Ecological risk assessment of environmental stress and bioactive chemicals to riverine fish populations: An individual-based model of smallmouth bass Micropterus dolomieu✰

2020 
ABSTRACT Ecological risk assessments play an important role in environmental management and decision-making. Although empirical measurements of the effects of habitat changes and chemical exposure are often made at molecular and individual levels, environmental decision-making often requires the quantification of management-relevant, population-level outcomes. In this study, we generalized a modeling framework to evaluate population-level ecological risk of environmental stress and bioactive chemicals. The modeling framework includes (1) a biological model module that incorporates complex and interacting biological and ecological processes, and environmental stochasticity, (2) an effect module that links the impacts of environmental changes and chemical exposure to individual characteristics, and (3) a population module that makes decisions on the choice of population-level properties to best capture the effects and thus to track in the model based on the target species and the research and management interest. This framework is a 3-module procedure that provides an alternative way for researchers to organize, present and communicate the risk assessment modeling studies.
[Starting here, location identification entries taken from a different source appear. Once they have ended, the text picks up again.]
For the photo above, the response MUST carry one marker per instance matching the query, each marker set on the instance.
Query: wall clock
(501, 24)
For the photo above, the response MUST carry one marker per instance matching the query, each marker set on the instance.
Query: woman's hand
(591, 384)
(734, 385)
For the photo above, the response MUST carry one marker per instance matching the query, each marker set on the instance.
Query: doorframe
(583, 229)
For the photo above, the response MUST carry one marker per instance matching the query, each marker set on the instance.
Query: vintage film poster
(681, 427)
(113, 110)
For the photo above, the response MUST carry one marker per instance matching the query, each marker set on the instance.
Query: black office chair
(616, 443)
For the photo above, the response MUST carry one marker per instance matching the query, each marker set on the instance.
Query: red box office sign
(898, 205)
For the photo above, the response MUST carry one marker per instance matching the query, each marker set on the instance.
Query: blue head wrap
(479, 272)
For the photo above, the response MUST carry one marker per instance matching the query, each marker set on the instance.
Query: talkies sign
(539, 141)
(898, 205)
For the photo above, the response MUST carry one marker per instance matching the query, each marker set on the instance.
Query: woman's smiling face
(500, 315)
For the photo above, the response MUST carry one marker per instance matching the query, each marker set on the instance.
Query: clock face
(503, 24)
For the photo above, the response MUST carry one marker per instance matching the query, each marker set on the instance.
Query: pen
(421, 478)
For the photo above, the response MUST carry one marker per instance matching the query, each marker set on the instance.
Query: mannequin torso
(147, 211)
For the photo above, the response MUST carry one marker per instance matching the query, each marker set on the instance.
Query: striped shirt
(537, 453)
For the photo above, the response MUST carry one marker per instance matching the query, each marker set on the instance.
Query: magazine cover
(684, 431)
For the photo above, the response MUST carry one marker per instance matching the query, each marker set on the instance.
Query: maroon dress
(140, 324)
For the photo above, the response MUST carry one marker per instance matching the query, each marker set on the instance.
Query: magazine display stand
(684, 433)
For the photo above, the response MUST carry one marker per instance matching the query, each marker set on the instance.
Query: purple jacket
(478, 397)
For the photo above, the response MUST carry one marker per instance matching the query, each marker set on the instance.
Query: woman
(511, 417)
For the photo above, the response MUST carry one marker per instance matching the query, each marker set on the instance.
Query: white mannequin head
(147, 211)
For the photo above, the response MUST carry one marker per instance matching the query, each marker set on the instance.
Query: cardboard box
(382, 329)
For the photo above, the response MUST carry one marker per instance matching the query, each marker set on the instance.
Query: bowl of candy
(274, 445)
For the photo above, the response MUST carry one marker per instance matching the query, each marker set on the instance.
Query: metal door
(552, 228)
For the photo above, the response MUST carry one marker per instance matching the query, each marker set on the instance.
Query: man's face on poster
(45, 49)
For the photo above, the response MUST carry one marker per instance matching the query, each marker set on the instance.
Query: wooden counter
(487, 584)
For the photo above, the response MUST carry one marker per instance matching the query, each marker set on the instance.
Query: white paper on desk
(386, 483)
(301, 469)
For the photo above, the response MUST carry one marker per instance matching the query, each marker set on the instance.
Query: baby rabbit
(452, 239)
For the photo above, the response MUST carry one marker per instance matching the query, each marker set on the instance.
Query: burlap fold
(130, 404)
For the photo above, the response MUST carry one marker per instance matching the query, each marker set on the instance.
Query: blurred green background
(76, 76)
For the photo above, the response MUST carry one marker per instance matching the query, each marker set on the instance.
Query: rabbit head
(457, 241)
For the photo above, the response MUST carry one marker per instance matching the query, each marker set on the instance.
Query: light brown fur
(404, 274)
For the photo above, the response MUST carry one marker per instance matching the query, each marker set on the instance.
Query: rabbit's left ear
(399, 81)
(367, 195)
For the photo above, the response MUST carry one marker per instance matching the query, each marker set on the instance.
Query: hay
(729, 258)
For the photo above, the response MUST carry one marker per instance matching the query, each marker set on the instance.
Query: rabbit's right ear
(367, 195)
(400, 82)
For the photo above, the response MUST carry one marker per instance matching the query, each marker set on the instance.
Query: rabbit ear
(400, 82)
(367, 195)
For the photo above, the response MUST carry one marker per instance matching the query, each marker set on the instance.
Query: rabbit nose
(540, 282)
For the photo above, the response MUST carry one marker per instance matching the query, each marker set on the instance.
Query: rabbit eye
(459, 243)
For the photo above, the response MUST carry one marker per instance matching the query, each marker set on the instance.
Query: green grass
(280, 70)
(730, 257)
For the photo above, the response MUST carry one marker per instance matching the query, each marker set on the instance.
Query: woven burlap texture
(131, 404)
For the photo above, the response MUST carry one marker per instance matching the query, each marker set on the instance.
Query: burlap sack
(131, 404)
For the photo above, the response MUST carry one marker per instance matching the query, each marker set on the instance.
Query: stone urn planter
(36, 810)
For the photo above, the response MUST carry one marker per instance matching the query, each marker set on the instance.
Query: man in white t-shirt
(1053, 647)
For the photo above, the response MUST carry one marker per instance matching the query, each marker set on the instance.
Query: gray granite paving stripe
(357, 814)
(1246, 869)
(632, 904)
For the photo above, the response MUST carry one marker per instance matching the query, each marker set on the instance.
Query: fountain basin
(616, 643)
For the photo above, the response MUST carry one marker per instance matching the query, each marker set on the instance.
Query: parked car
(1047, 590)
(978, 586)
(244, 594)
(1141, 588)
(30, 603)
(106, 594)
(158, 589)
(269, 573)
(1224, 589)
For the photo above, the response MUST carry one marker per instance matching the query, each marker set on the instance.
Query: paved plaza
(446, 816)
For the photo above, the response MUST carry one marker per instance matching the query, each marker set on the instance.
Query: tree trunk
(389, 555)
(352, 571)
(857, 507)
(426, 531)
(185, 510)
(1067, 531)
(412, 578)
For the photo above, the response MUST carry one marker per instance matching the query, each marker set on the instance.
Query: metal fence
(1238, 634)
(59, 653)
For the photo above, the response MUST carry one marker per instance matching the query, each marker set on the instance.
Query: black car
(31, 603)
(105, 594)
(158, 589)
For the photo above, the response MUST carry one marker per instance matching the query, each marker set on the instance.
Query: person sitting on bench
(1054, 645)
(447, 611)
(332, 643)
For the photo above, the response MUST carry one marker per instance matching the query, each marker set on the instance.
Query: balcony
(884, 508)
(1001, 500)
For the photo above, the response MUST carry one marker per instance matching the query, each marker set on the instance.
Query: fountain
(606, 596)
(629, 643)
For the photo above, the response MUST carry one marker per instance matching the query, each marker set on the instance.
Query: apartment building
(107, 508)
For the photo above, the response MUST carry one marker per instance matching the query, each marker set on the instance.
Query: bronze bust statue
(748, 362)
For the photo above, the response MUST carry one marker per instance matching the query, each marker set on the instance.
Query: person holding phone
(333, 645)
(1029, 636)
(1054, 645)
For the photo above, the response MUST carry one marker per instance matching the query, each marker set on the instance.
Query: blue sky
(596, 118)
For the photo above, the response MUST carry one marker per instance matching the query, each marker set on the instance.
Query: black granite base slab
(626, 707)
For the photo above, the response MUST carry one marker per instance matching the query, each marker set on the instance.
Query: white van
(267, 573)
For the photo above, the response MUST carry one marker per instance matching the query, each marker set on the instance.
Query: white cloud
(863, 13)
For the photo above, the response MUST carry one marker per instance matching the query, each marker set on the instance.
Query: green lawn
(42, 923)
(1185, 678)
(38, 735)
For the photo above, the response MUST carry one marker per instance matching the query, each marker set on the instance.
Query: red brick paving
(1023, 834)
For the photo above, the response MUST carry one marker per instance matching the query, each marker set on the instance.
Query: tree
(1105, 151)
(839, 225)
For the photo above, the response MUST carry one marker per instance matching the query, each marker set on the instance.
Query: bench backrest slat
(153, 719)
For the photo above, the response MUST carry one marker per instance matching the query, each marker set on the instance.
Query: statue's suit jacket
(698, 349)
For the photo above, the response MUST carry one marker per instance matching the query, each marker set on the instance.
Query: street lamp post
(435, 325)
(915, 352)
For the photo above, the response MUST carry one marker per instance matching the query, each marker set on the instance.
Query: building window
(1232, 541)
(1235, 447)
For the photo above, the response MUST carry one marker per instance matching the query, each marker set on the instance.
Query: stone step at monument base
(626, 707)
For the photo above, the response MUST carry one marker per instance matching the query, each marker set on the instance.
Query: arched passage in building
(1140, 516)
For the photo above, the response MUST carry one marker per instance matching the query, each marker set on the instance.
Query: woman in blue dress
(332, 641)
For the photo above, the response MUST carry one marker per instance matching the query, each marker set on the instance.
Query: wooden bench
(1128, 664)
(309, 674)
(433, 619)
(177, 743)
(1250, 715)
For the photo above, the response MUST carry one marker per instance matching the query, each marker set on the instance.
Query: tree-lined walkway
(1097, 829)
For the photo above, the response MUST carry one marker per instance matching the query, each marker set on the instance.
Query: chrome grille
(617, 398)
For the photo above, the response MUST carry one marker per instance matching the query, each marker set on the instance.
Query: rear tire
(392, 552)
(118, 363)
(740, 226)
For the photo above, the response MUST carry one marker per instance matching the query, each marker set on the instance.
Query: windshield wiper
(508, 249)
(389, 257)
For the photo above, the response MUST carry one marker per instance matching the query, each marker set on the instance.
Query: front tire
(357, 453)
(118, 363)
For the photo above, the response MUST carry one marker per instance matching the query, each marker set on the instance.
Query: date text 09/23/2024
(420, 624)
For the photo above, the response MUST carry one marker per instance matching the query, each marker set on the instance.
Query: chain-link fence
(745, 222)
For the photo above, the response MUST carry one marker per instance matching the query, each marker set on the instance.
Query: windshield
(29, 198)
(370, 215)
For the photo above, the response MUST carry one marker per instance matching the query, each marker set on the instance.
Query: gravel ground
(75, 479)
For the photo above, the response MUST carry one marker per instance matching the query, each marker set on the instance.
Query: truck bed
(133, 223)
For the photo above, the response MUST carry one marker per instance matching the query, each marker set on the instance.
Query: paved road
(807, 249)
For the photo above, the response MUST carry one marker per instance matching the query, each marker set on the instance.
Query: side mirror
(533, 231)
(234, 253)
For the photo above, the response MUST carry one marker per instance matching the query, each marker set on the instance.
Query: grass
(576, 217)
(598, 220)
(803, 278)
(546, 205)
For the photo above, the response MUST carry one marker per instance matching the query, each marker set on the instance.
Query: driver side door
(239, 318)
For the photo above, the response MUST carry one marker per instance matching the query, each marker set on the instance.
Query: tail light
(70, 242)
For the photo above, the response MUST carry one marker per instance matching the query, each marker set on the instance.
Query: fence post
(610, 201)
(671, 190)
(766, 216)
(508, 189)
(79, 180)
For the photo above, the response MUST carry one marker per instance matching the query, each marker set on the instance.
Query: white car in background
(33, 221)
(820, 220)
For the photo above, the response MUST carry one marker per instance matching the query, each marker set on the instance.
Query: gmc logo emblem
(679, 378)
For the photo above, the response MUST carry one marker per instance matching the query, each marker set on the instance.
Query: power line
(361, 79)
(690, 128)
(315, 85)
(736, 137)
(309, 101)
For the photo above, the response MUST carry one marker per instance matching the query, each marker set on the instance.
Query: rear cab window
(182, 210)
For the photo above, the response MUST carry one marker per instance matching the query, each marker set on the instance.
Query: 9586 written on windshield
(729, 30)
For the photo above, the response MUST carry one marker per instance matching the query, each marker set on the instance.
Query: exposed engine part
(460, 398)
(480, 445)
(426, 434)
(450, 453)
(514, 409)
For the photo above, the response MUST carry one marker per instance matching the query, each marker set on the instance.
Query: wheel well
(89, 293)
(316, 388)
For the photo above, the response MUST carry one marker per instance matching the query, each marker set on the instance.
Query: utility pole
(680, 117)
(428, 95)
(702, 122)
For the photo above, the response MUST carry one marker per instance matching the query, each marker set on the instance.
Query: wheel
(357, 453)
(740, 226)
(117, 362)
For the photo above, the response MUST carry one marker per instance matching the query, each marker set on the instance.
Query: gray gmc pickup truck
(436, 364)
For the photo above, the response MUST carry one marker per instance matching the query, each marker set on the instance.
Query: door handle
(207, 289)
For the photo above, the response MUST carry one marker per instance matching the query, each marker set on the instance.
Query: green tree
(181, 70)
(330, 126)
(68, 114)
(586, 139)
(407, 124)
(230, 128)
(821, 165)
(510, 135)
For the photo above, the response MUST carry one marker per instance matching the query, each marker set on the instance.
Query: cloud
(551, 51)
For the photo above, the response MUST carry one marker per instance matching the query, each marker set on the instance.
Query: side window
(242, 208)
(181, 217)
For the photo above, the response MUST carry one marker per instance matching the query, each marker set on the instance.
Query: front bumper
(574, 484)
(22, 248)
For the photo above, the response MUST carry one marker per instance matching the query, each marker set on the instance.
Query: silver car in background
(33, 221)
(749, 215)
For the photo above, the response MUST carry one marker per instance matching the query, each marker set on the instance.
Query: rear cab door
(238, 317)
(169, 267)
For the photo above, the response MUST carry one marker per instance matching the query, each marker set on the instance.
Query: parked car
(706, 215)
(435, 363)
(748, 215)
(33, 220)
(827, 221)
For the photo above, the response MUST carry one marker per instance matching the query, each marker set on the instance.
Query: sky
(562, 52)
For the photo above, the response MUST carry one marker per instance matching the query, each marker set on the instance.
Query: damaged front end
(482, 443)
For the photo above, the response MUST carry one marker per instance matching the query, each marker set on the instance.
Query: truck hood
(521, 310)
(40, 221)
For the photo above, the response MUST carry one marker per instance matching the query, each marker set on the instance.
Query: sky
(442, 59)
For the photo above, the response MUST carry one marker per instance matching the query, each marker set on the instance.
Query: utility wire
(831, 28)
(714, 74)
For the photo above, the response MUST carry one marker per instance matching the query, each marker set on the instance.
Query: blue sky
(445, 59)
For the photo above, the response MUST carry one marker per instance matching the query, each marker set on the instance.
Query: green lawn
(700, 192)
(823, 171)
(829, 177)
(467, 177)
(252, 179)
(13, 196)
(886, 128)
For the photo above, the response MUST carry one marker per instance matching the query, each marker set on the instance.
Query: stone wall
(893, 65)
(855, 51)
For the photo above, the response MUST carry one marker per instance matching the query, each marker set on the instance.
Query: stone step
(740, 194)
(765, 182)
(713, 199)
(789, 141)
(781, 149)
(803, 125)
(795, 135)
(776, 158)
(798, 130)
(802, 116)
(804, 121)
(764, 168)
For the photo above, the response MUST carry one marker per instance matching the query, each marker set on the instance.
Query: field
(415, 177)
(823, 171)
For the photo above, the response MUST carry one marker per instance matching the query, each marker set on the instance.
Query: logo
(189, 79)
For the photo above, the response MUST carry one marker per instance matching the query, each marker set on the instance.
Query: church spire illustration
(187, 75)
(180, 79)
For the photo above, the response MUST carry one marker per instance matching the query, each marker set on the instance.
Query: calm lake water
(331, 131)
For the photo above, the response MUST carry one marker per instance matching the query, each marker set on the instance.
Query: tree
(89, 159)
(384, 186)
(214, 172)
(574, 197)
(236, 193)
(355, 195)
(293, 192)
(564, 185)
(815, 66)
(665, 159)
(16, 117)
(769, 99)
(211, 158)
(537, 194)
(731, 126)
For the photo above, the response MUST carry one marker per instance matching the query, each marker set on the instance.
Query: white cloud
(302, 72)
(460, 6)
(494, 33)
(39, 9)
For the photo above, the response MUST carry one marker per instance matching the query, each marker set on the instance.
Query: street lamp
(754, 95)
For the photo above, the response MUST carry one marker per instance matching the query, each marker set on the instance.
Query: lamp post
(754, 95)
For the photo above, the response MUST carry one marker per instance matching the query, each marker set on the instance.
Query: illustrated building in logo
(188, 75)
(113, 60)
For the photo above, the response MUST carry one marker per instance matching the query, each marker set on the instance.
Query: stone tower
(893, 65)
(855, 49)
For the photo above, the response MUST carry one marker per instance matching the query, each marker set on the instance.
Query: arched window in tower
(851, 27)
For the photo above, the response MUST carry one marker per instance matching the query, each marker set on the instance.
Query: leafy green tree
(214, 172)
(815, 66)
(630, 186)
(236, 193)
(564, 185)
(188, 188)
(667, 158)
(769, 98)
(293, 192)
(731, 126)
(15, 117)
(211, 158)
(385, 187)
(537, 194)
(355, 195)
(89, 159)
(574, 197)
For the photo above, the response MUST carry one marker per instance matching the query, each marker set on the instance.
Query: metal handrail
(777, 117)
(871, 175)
To demonstrate this framework, we used a socioeconomically important riverine fish species, smallmouth bass Micropterus dolomieu, as the model species. We developed an individual-based model as the biological model module. We evaluated the impacts of changing water temperature and flow regimes, and the impacts of exposure to estrogenic endocrine disrupting compounds (EEDC) on smallmouth bass populations in the Chesapeake Bay Watershed, USA. Warm summer water temperatures and year-round high flows had the most severe impacts on the smallmouth bass population. An increase in exposure level to EEDC, both year-round and in summer months, substantially reduced population size, spawner and recruit abundance, and the proportion of quality-length individuals. Acute exposure to EEDC was more detrimental to the population than chronic exposure. Acute exposure during spawning season had the most severe impacts. This modeling framework can be extended to other species, environmental factors and chemicals, and can be used to inform management and conservation decisions.